MOUNTAINS MAY DEPART Granted Chinese Theatrical Release
It took several years, but Jia Zhangke is back on Chinese screens.
An October 28 Wall Street Journal piece reports that MOUNTAINS MAY DEPART, the newest film from one of China’s most internationally acclaimed filmmakers, came to Chinese cinemas on the 30th of the month.
The native release of MOUNTAINS comes after the controversial censorship involved with Jia’s last feature, 2013’s A TOUCH OF SIN.
Per the Oct. 28 Journal article, Jia Zhangke calls the homeland screenings of MOUNTAIN “a big victory of insisting — a victory for my film.” Jia’s body of work, including such highlights as PLATFORM, UNKNOWN PLEASURES and STILL LIFE, has seen him collect ample accolades worldwide.
MOUNTAINS MAY DEPART, the tale of a woman, Tao, across three decades, appears to be continuing the streak of success. In Taipei, the film was nominated for multiple awards, including Best Picture and Actress. It earned a Palme d’Or nod at Cannes, and was involved in Oscar talks.

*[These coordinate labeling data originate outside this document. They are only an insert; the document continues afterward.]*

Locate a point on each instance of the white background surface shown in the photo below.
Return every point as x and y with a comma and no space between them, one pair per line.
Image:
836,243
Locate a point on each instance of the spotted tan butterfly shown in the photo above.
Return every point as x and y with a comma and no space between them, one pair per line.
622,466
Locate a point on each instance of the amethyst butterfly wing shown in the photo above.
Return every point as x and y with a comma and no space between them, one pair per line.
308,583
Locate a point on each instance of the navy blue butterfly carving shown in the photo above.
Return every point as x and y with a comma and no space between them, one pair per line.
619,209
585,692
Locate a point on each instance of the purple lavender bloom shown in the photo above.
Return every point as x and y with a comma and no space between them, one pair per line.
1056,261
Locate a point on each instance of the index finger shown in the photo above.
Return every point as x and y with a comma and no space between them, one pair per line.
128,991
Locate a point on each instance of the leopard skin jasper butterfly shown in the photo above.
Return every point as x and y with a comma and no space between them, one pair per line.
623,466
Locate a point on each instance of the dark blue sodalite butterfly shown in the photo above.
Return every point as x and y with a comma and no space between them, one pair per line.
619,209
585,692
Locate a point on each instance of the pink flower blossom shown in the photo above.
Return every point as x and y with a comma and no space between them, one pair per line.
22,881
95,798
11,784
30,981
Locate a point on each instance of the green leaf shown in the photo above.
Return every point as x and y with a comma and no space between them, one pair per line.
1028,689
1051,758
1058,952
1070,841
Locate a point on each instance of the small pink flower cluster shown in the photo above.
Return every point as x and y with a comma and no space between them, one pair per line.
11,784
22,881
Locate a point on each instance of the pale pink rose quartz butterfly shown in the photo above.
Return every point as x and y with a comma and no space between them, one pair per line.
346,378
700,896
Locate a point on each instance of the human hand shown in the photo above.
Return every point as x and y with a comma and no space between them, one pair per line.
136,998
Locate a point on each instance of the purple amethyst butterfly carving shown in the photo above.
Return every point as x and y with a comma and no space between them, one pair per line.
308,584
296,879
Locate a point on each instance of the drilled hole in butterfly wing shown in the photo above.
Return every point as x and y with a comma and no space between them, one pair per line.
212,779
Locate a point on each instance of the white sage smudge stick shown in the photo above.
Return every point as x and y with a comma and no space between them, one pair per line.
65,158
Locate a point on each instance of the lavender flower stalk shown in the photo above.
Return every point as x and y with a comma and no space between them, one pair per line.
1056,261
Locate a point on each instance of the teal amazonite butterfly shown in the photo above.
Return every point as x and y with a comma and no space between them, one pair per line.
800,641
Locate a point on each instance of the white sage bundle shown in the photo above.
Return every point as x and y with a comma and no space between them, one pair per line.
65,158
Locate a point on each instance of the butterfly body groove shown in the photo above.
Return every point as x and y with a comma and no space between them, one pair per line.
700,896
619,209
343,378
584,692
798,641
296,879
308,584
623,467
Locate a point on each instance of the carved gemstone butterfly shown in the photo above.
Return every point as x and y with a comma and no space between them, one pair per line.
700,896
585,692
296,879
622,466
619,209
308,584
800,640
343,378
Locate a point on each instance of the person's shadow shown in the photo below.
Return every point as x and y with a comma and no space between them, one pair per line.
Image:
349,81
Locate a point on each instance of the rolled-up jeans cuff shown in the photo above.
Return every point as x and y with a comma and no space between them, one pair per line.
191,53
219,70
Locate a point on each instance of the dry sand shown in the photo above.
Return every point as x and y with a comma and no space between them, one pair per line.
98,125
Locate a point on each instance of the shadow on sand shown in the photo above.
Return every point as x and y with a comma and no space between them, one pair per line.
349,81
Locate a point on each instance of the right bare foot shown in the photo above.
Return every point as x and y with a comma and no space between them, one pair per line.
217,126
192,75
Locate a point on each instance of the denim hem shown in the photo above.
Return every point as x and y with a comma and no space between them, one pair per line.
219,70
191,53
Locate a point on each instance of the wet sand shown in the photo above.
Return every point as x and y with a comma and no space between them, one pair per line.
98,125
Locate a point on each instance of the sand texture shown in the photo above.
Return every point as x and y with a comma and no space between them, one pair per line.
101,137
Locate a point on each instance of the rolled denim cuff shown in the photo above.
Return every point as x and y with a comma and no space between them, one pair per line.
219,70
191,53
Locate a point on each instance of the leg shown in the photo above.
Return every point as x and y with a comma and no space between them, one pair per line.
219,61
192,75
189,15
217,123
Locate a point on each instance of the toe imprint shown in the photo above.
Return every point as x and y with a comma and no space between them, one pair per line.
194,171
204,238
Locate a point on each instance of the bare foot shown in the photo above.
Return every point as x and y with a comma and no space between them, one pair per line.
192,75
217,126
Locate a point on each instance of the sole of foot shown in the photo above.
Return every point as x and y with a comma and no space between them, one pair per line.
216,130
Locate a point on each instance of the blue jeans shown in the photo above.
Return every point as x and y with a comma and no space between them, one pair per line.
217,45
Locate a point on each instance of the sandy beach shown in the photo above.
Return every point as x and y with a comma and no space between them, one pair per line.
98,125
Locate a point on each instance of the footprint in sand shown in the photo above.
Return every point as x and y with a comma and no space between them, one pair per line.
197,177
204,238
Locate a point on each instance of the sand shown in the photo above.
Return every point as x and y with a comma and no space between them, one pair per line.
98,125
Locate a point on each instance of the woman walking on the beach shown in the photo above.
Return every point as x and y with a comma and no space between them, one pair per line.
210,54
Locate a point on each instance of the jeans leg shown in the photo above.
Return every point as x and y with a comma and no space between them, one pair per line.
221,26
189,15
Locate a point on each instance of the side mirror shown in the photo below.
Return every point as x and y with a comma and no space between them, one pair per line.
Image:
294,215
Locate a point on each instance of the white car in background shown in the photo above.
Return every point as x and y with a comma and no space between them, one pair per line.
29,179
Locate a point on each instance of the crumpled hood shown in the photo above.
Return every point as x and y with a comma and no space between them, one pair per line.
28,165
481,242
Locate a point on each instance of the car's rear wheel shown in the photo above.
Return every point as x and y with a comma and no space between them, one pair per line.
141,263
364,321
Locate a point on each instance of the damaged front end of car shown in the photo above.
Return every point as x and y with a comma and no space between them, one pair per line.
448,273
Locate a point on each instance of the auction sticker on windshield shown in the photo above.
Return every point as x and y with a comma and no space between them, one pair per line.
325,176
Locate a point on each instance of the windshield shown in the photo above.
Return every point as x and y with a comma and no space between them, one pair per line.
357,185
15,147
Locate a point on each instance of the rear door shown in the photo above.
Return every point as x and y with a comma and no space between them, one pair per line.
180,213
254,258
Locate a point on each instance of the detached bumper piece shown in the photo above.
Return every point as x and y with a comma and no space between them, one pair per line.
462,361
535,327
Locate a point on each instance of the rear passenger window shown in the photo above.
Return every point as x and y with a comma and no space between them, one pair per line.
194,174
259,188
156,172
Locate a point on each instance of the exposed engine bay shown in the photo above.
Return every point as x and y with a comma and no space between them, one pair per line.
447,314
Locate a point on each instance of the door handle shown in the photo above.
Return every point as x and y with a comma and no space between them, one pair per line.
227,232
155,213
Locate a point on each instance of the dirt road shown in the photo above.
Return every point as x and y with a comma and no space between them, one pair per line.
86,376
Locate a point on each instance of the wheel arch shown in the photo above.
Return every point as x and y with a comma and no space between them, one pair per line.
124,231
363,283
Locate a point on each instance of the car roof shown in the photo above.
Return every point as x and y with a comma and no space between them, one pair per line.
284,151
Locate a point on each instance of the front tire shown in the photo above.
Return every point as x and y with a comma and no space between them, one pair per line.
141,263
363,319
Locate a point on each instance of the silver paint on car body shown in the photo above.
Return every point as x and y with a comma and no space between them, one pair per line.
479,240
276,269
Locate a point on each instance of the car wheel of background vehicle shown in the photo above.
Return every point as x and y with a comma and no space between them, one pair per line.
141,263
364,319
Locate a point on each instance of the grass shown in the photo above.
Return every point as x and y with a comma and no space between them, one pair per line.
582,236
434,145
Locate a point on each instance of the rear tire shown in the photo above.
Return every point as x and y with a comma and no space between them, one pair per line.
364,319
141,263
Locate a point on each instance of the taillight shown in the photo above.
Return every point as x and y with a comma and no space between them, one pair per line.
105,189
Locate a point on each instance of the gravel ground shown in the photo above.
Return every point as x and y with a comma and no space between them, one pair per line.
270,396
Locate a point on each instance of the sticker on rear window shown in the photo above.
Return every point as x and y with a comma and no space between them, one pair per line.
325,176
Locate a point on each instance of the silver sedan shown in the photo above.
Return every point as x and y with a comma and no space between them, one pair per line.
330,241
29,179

Yet in spite of Jia Zhangke’s continued worldwide prominence, A TOUCH OF SIN wasn’t the first time the auteur had to battle with hometown censors. A 2011 Independent piece notes how the country “[slapped] Jia with a lifetime ban at age 30″ upon reviewing his debut, PICKPOCKET (1997). The article also notes that it wasn’t until 2004 that a Jia Zhangke film, THE WORLD, got Chinese distribution.
Jia Zhangke continues to be recognized as perhaps the preeminent director of the China’s Sixth Generation, alongside such filmmakers as Wang Xiaoshuai and Lou Ye. Yet political battles have kept many native audiences from seeing his films. Now, if for a moment, Jia’s art has come home.